John sighed and shook his head. She was so damn right.

“Kate, it’s some rather technical stuff, but it meant retrofitting a lot of stuff, hundreds of billions perhaps, to do all of it. And besides, a lot of people in high places, well, they just glazed over when the scientists started with the technical jargon, the reports would go into committees, and…”

“And now we got this,” Charlie said coldly. John nodded, frustrated.

“Global warming, sure, spend hundreds of billions on what might have been a threat, though a lot say it wasn’t. This, though, it didn’t have the hype, no big stars or politicians running around shouting about it… and it just never registered on anyone’s screen except for a few.”

“I don’t get it with the cars, though,” Tom interjected. “Computers, yes, but a car?”

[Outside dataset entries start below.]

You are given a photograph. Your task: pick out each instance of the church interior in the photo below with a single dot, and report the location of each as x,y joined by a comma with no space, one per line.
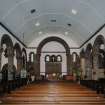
52,52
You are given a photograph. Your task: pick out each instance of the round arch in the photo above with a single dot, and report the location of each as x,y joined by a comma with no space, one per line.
49,39
18,56
8,50
89,61
24,58
59,40
98,50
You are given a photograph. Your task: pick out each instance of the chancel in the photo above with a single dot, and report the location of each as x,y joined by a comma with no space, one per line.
52,52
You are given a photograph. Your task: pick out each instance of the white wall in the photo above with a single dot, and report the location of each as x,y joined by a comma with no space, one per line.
99,72
69,41
14,40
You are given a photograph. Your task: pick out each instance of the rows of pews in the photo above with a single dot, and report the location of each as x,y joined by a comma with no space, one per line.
8,84
96,85
53,93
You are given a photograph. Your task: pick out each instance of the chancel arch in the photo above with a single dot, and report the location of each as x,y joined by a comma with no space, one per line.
31,67
60,41
82,63
88,61
99,57
75,63
7,51
24,59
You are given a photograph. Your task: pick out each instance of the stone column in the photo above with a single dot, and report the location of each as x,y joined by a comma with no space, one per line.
37,63
1,50
10,63
68,63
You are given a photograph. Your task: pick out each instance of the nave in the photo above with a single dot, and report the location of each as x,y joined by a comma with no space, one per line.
53,93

“Any car made after roughly 1980 or so has some solid-state electronics in it,” John said. “Remember carburetors, thing of the past with fuel injection and electronic ignition. That’s why my mother-in-law’s old Edsel is ok and Bartlett’s VW out there. No computers in the engine, and vacuum tubes in the radio. The surge had nothing to fry off; therefore, it still runs. Now everything in a car is wired into some kind of computer. Better living through modern science.”

John fished in his pocket for a cigarette, pulled it out, then hesitated. Kate was glaring at him, as was Tom. The town had a no-smoking ordinance for all its buildings.

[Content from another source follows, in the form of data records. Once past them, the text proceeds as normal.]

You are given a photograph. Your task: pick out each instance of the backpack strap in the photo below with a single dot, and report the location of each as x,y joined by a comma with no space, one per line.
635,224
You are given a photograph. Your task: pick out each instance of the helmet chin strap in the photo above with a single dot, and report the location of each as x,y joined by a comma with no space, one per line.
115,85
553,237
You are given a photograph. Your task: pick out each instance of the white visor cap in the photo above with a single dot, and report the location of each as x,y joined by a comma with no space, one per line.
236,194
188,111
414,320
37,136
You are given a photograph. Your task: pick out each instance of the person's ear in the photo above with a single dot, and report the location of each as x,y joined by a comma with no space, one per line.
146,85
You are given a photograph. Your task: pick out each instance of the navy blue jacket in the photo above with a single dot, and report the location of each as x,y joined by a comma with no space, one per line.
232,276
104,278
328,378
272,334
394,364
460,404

John hesitated, but damn, he wanted one now.

“Look, guys, if you want me to talk, I get a cigarette.”

“Mary would kick your ass if she knew you were still smoking,” Kate said.

“Don’t lay the guilt on me,” John replied sharply. It was Mary’s dying that had snagged him back into smoking after being clean for ten years. The army had started getting uptight on it, and amongst all the other aspects of grooming for the star, smoking was a checkmark against him with some of the bean counters and actuaries in the Pentagon who argued why invest the effort on a guy who might die early?

“Go on; light up.” She hesitated. “And give me one of those damn things, too.”